Pré-candidatos à Presidência desviam do tema mais urgente para o eleitorado: a segurança pública.
Em meio a um cenário político repleto de debates sobre economia, inflação e relações internacionais, os principais pré-candidatos à Presidência da República parecem ter deixado de lado a maior preocupação dos brasileiros: a violência e a segurança pública. Diversos assuntos, como a guerra no Irã, questões econômicas e até mesmo a escala 6×1, têm ocupado o espaço nas agendas e discursos, enquanto o clamor por mais segurança pública parece ecoar em vão.
Uma pesquisa recente da Genial/Quaest aponta que a violência é o principal problema do Brasil para 27% dos entrevistados. A corrupção aparece em segundo lugar, com 19%, seguida por problemas sociais (16%) e saúde (14%). A economia e a educação aparecem com percentuais menores, demonstrando a clara prioridade do eleitorado.
Apesar da urgência demonstrada pela população, um levantamento rápido das redes sociais e declarações públicas dos pré-candidatos revela uma notável desconexão com essa demanda.
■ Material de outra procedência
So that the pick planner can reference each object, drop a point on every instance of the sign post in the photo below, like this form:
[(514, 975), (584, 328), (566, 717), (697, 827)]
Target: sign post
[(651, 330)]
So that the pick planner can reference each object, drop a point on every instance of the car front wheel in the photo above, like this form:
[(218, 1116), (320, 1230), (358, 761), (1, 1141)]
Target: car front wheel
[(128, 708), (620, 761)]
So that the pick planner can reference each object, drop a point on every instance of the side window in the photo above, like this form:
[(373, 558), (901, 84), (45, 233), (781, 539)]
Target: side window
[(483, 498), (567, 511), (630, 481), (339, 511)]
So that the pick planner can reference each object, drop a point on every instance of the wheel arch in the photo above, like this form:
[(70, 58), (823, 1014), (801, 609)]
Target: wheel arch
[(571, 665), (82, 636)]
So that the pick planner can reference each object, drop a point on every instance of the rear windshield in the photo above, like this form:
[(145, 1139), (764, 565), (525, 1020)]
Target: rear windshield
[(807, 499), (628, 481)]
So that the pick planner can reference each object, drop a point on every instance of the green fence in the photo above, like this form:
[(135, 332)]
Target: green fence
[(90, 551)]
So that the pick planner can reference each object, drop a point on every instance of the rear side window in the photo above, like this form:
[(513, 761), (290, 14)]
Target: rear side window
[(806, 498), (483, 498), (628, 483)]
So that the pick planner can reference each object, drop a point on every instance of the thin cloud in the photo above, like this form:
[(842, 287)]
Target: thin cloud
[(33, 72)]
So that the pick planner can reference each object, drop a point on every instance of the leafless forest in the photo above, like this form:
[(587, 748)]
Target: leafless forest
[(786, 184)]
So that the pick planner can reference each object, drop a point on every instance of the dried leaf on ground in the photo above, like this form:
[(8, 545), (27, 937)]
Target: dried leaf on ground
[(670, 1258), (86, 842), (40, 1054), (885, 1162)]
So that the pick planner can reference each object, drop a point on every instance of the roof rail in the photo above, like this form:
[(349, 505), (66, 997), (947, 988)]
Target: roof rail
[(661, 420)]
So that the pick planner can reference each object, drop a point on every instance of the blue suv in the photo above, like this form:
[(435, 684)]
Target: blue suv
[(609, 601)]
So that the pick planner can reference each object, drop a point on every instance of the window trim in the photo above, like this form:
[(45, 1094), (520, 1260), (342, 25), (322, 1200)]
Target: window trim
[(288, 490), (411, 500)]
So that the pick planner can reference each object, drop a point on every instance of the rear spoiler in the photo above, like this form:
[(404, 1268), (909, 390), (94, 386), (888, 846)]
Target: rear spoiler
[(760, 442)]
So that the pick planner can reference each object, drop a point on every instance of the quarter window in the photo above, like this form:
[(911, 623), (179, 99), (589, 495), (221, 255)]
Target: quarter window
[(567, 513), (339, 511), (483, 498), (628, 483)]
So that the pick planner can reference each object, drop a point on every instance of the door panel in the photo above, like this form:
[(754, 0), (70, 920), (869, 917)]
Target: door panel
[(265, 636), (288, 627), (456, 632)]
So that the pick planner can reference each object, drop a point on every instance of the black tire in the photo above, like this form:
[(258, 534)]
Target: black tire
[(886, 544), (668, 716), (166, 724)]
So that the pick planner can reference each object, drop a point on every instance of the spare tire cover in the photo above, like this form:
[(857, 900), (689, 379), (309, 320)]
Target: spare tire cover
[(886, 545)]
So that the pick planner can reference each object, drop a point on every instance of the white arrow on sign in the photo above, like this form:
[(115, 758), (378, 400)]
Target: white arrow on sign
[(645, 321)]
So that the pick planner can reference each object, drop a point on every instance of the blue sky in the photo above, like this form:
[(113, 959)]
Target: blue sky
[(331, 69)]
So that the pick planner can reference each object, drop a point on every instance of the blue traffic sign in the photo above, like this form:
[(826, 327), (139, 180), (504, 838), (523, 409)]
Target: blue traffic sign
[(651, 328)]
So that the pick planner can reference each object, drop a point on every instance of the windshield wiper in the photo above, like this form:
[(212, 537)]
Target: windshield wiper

Da direita à esquerda do espectro político, o tema da segurança pública tem sido relegado a um segundo plano, contrastando com a atenção dada a outros temas menos prioritários para a maioria dos cidadãos. Conforme divulgado pela pesquisa Genial/Quaest, realizada entre 9 e 13 de abril com 2.004 eleitores, a violência lidera as preocupações nacionais.
Violência no Brasil: Um Panorama Alarmante e Crescente
A violência não é apenas uma preocupação pontual, mas uma questão que se mantém no topo da lista de apreensões dos brasileiros desde o início de 2025, com um pico de quase 40% em novembro de 2025. Esse cenário coincide com a expansão das facções criminosas em todo o território nacional. Dados sigilosos da Diretoria de Inteligência Penitenciária da Senappen, do Ministério da Justiça e Segurança Pública, revelam a existência de 88 facções criminosas espalhadas pelo país, muitas inspiradas pelo modelo das organizações já consolidadas.
Lula e o Foco na Economia, com Menções Pontuais à Segurança
O presidente Luiz Inácio Lula da Silva, que sinalizou a intenção de abordar a segurança pública, tem concentrado suas postagens e discursos em temas econômicos. Assuntos como o endividamento das famílias, programas sociais e medidas para mitigar a inflação dominam sua comunicação. No Instagram, por exemplo, onde possui milhões de seguidores, o tema da violência praticamente desapareceu dos seus posts recentes. A última menção específica à segurança pública em suas redes sociais foi em 24 de março, em relação à sanção da Lei Antifacção.
Flávio Bolsonaro e a Oposição Ausente no Debate da Segurança
Na oposição, o senador Flávio Bolsonaro, que historicamente tem a segurança pública como uma de suas bandeiras, também tem dado pouca ênfase ao tema na atual pré-campanha. Sua última postagem relevante sobre o assunto, com tom crítico ao governo Lula, ocorreu em 14 de março. Desde então, o tema que tanto aflige os eleitores tem sido deixado de lado em sua comunicação pública, apesar de sua relevância histórica para o eleitorado de direita.
Ronaldo Caiado: Menos Foco em Segurança, Apesar do Histórico
Mesmo Ronaldo Caiado, governador de Goiás por dois mandatos e com números expressivos na redução da criminalidade para apresentar, tem optado por um discurso menos focado na violência e segurança pública. Em suas redes sociais, a última postagem abordando o tema foi em 31 de março, com uma mensagem genérica sobre dar condições para a polícia trabalhar. A prioridade, aparentemente, tem sido outros temas, distanciando-se da principal preocupação dos cidadãos brasileiros.